The third reform is the biggest. It is what Chris Finlayson has been up to as Treaty of Waitangi Negotiations Minister.
Finlayson picked up where Michael Cullen left off. Co-governance and co-management are now bywords in Treaty settlements.
Co-governance is a radical shift. It gives effect to the principle that the “Treaty partner” (iwi and hapu) has an equal say in running something with the “Crown” (in non-quaint parlance, the central, regional and local governments).
The high-profile example is the arrangement for the Waikato river: iwi have an equal voice in broad decisions (the “Crown” is represented by regional council and central government nominees) and in managing bits of the river. This limits regional councils and adds to their costs in money and time.
Unsurprisingly, co-governance and co-management of rivers and other waterways are now standard negotiating requests by iwi and hapu. Many will be granted in some form or other. This is an important variation of resource management law and a change in the way power is assigned and used.
Likewise for conservation land. Until very recently the Department of Conservation administered and managed that land on behalf of the nation of New Zealanders. It is a statutory duty. In a widening range of places it is now to share management.
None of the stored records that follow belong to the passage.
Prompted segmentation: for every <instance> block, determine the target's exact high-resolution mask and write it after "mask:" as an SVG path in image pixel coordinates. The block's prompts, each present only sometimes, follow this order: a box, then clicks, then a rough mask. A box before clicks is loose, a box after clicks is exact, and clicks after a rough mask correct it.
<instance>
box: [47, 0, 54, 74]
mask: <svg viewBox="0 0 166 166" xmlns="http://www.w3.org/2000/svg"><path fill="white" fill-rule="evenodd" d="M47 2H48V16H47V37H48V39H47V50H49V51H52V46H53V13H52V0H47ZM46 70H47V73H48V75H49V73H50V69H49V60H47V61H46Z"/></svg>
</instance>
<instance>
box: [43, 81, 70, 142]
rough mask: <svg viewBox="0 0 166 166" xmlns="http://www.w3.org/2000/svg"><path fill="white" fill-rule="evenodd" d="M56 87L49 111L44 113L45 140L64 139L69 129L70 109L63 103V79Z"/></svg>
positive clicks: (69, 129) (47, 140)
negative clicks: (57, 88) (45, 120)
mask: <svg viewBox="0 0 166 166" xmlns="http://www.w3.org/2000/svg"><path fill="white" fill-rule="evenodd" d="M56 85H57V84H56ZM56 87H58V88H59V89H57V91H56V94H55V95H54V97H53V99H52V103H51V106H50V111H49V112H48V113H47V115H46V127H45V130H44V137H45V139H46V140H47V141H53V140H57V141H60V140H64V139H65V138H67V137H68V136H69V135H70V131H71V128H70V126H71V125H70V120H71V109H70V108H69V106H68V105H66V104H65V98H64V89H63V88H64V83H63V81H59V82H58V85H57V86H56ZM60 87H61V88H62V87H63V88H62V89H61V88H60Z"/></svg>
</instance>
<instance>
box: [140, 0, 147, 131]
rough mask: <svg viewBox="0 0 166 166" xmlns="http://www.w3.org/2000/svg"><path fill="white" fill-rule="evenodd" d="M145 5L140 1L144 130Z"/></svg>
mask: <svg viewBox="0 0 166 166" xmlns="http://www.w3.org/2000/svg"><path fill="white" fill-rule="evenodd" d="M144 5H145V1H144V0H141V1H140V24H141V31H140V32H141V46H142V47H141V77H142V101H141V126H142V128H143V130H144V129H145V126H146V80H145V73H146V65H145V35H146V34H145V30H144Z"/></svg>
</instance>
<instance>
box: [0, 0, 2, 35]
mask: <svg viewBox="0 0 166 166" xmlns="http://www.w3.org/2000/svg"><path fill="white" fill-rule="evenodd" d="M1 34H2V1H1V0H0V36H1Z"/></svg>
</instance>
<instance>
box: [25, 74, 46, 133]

Add in Key’s proposed foreshore and seabed regime, which iwi leaders say doesn’t go far enough. The government’s preferred regime posed complex governance and management questions, according to a Local Government New Zealand analysis which particularly worried that if an iwi won customary title it could veto development, which would cut across councils’ statutory duties. Again, a significant change in the assignment and exercise of power.
Now add in the Declaration of the Rights of Indigenous Peoples. The cabinet’s qualifications in effect negated important aspects but over time, given the courts’ track record on Treaty issues and attention to supposedly non-binding international pacts and the Bill of Rights — not to mention an unguarded political comment or agreement or legislation by a future government — those qualifications may well biodegrade.
Next is the constitutional review Key promised in the Maori party’s support deal. The review was supposed to get going in February but is stalled at high level by arguments over both the terms of reference (the Maori party wants wider ones than National) and who should be on the team. Where there review might lead can only be guessed at.
Over the past month, the cabinet has drawn back a bit, epitomised in refusing Tuhoe ownership of the Urewera National Park, though offering a “strong” co-management regime.
You can see why it drew back. Constitutional reform at Key’s pace and depth is not an habitual National preoccupation.